Reputation: 257
I am new to hadoop and trying to run word-count example. I want to set no of maps equal to number of input files. I pass a directory to hadoop wordcount example having a total of 10 files but the number of maps tasks being created are more than 10. Can we limit number of map task equal to number of files and 1 map task take one file as an input.
I am using version 1 hadoop.
Upvotes: 0
Views: 151
Reputation: 1411
You will get a mapper for each split. You can bypass this in a few ways, the first being to set mapred.min.split.size
large so that none of the files meet the split criteria.

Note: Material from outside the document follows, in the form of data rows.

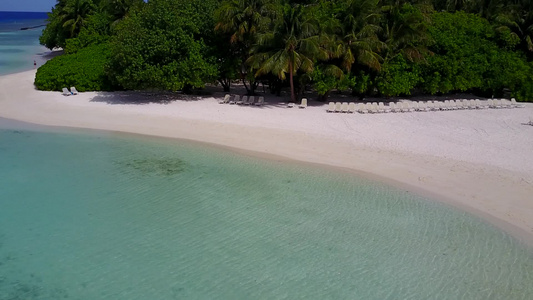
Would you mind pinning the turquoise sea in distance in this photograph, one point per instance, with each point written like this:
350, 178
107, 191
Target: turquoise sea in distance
96, 215
20, 48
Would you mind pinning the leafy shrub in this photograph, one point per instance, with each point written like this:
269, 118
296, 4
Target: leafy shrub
160, 45
85, 70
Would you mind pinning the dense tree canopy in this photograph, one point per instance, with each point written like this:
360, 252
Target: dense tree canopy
161, 45
368, 47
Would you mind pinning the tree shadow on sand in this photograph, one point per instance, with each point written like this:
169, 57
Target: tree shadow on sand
148, 97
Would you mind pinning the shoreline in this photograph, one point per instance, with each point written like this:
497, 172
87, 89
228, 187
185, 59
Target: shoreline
498, 190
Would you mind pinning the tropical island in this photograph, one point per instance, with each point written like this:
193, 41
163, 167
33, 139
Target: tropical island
145, 186
377, 48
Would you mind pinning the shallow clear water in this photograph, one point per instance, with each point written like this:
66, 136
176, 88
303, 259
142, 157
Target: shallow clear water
20, 48
102, 216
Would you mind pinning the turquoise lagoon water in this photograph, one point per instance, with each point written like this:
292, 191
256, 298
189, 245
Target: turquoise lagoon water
20, 48
103, 216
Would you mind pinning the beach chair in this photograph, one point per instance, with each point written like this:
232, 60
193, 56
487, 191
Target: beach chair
331, 107
506, 104
372, 107
431, 106
515, 104
303, 103
455, 104
405, 106
351, 107
398, 106
344, 107
361, 108
251, 101
422, 106
225, 100
384, 108
260, 101
381, 107
243, 100
338, 106
236, 99
392, 106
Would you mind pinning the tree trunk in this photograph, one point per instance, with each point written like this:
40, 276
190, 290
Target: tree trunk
293, 98
226, 84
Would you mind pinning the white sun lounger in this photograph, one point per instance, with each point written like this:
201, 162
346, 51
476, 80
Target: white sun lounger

Another option is to implement your own InputFormat as Praveen suggests. There are a few already created, though I don't know their state with current versions of Hadoop. https://gist.github.com/sritchie/808035 and http://lordjoesoftware.blogspot.com/2010/08/customized-splitters-and-readers.html are a few though they are old.
Another simple option would be to put your files up in a format that is not splittable. GZip comes to mind however it does create a little overhead due to decompressing the files. More overhead is involved if the size of the gzipped file is larger then the block size due to the fact that it will be placed on different nodes and have to be combined BEFORE it can be put through the map task.
Upvotes: 2
Reputation: 33495
If the files are huge, then the a single map per file will be a bottleneck. Create a new InputFormat and start using it. Here is the code for the same.
import org.apache.hadoop.fs.Path;
import org.apache.hadoop.mapreduce.JobContext;
import org.apache.hadoop.mapreduce.lib.input.TextInputFormat;
public class NonSplittableTextInputFormat extends TextInputFormat {
@Override
protected boolean isSplitable(JobContext context, Path file) {
return false;
}
}
Upvotes: 2